戦後フランスで活躍した思想家ツヴェタン・トドロフ(1939-2017)は、もともとブルガリアに生まれ、大学卒業後にフランスに移住し、生涯をそこで過ごした。そのトドロフも数年前にこの世を去ったが、かれが1999年に編纂した書物が、このほど日本語に翻訳された。それが本書『善のはかなさ──ブルガリアにおけるユダヤ人救出』である。

本書は、第二次世界大戦中のブルガリアの政治状況をめぐる、このうえなく貴重なドキュメントである。1941年、当時のブルガリア王国はドイツ・イタリア・日本の枢軸国に加わった。
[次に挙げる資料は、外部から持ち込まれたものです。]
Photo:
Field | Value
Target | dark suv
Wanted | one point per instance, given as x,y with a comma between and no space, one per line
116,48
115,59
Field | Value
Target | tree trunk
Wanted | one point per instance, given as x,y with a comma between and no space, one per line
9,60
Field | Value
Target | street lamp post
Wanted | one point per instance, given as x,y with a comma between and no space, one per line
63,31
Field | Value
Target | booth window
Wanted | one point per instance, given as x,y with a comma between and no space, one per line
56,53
それと前後して、ナチスドイツの圧力のもと、ブルガリアでも反ユダヤ的な政策が取られるようになる。その最たるものが1941年1月21日に公布された「国民保護法」である。

しかし結果的に、ブルガリアのユダヤ人は誰一人として収容所に送られることはなかった。これは言うまでもなく、当時のヨーロッパにおいて「類を見ない」(ハンナ・アーレント『エルサレムのアイヒマン──悪の陳腐さについての報告』[1963])ことであった。本書は、その経緯と、それがいかにして可能になったのかを示す資料集である。その立役者としては、代議士ディミタール・ペシェフ、国王ボリス三世、ブルガリア正教会ステファヌ主教をはじめとする複数の人物が浮かび上がる。しかしトドロフが言うように、この出来事の背後にいたのは、たったひとりの「至上の英雄」ではなかった。そのような結果がもたらされたのはいくつかの複合的な理由によるものであり、とりわけそれは、つねに歴史に翻弄されてきたこの国の類稀な「良心」に支えられていた、というのがトドロフの考えである(62-63頁)。
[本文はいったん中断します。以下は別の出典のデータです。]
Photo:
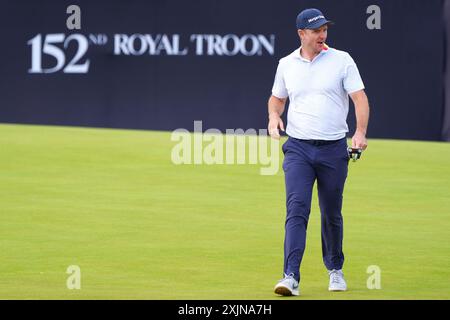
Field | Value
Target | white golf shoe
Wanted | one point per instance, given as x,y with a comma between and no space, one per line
287,286
337,282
いまからおよそ20年前、トドロフがどのような使命感から本書を編纂したのか、いまとなってはその意図を推し量るほかない。本書のタイトルは若干わかりにくいのだが、ここでいう「善のはかなさ(fragilité du bien)」とは、むろん善の無力さのことではなく、それが脆弱でありつつも可能であることの謂いである。編者とはいっても、本書におけるトドロフの解説は最小限に抑えられており、かわりにさまざまな立場の人間が残した当時の文書が大半をしめる。これらの資料は、戦時中、誰がどのような立場で何を行ない、何を行なわなかったのかをまざまざと伝えている。ごくありきたりなことを言うようだが、本書の一読を通じてあらためて痛感させられるのは、後世に事実を歪みなく伝えるための「公文書」の重要性である。